Yes, please upload an object if this persists and I'll fix it. But please also make sure you are using the latest version of anndata. I fixed some stuff around deepcopy after you filed this bug.

aopisco commented 5 years ago

hi @falexwolf, it still isn't working. The problem is with categorical variables, I'm currently doing this before subsetting:

cat_columns = adata.obs.select_dtypes(['category']).columns
adata.obs[cat_columns] = adata.obs[cat_columns].astype(str)
del cat_columns

but it's really annoying, specially when using scvelo. Can you look into it? Also something problematic is that the adata.uns['variable_color'] doesn't delete after you delete adata.obs['variable'] so when you run into the subsetting problem my fix doesn't work if this is the situation and I've to manually delete the columns one by one... perhaps make this part of sanitize_anndata?

flying-sheep commented 5 years ago

@aopisco are you sure it’s the same problem? There’s currently a problem with categorical changes in pandas 0.24, and this issue here has been existing for longer.

aopisco commented 5 years ago

@flying-sheep yes, it's exactly the same problem, with the exactly same error message that only happens when I (or the function) wanna subset an existing adata object

falexwolf commented 5 years ago

Can we get a small AnnData object and a couple of lines of code that allows reproducing the problem? I still wouldn't know how to fix this as I've never experienced it... Sorry about the trouble that you're experiencing!

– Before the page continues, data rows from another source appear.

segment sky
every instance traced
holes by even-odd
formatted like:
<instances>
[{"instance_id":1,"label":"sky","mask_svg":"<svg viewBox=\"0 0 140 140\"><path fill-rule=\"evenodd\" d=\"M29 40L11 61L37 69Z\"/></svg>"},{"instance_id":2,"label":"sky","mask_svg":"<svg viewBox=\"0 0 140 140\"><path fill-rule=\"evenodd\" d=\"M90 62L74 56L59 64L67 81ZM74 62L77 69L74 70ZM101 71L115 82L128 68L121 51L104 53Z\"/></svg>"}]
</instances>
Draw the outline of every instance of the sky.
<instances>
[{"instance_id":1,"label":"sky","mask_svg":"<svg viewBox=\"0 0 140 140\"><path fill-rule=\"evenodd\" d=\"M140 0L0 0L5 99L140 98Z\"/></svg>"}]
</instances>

ivirshup commented 5 years ago

@aopisco, are you still having this issue?

HYsxe commented 5 years ago

Hi @aopisco ! @falexwolf I ran into the same problem but got everything to work by deleting all the unnecessary items in adata.uns.

keep = ['neighbors', ]
keys = list(adata.uns.keys())
for key in keys:
    if key not in keep:
        del adata.uns[key]

I don't get errors anymore but I fear that this might cause other problems I'm currently unaware of.

simonewebb commented 4 years ago

I do get this issue from time to time and @HYsxe 's solution works for me (thanks!). Any idea why this is? Thanks!